A Good Terminal Setup

Posted January 1, 2013

Terminal?

Terminal. Even in the modern age of indisputably fantastic IDE's and other GUI development tools, developing from the terminal provides some benefits that standard desktop development still fails to match. Arguing those benefits is not the point of this article though!

Here I'll cover what I believe is a very solid terminal development setup. Is it the best? Most definitely not. With every additional month in my software development career my development environment continues to improve. I've no doubt my environment a year from now will be significantly better than it is now. I've just reached a point where I'm fairly comfortable saying I've arrived at a pretty productive, lightweight, and above all fun environment for my day to day development.

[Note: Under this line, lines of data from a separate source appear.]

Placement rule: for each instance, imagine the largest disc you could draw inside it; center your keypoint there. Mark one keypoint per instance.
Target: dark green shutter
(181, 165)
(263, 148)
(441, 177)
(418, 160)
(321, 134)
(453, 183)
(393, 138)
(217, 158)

Disclaimer: I spend most of my day writing python, bash, and ruby. If you're writing mostly Java or C++, you're likely spending a lot of your day in an IDE, and the terminal becomes distinctly less attractive.

Hardware/OS

This is a guide on terminal setup, but you'll need a UNIX-like environment to follow along. I do most of my development on a Macbook Air. OS X is a great environment for my style of development.

iTerm2, not Terminal.app

If you're coming from Windows, Terminal.app likely looks pretty sweet. Don't be fooled—grab iterm2 right away and don't look back. The colors are better, the fonts look better, the settings are better. It is better.

Brew

Brew is an OS X package manager and it is fantastic. Get it.

Autojump

Are you still cding around everywhere? Welcome to the 21st century, grab yourself an autojump and take a seat. Autojump basically just manages a database of folders you've visited and lets you jump between them by just specifying part of the path.

So, instead of:

[~/]: cd path/to/my/project
[~/path/to/my/project]:

you can do

[~/]: j project
[~/path/to/my/project]:

Much faster.

Tmux

This is the latest addition to my environment. Tmux is a Terminal MUltipleXer. It's basically a window manager for you terminal, where each window/pane is its own shell session. So you can split your terminal in half and have a file open in one split and an ssh session to your serve in the other half.

iTerm2 provides this same functionality at the GUI level, but I'm a big fan of having heavily customizable tools and tmux appears to have better prospects in this regard. It also has this thing called copy-mode, where you can do a vi-like visual block selection thing to copy text from one window to another without using the mouse. The mouse is evil. This is a win.

Vim

This is by far my highest recommended tool of this entire article. Vim changed my development speed and enjoyment immensely. Editing text used to be a point, click, then type a little then point, click, then type a little experience. Now it is a type a little, then a little more, then continue typing, then keep typing experience.

Has Vim made me a better developer? No. Your editor can't do that. But it has lowered the barriers to my text-editing experience. Additionally, Vim is fun. It just is. Wrangling text in Vim is a pleasant experience and there are times where I reach for an open side-project just because I feel like spending some time in vim. Vim really lowered the barrier from my brain to code on a screen.

Check out my vimrc.

Zsh

Time to talk shells. bash is great, but I've found zsh to be better. It has sexier prompts, better autocompletion, and awesome goodies like command syntax coloring.

Seriously, the tab completion alone elevates it far above bash. Add to that the ability to define wonderful prompts (with the help of oh-my-zsh), and vi-mode, and you're already well on your way to having a kickass command line experience.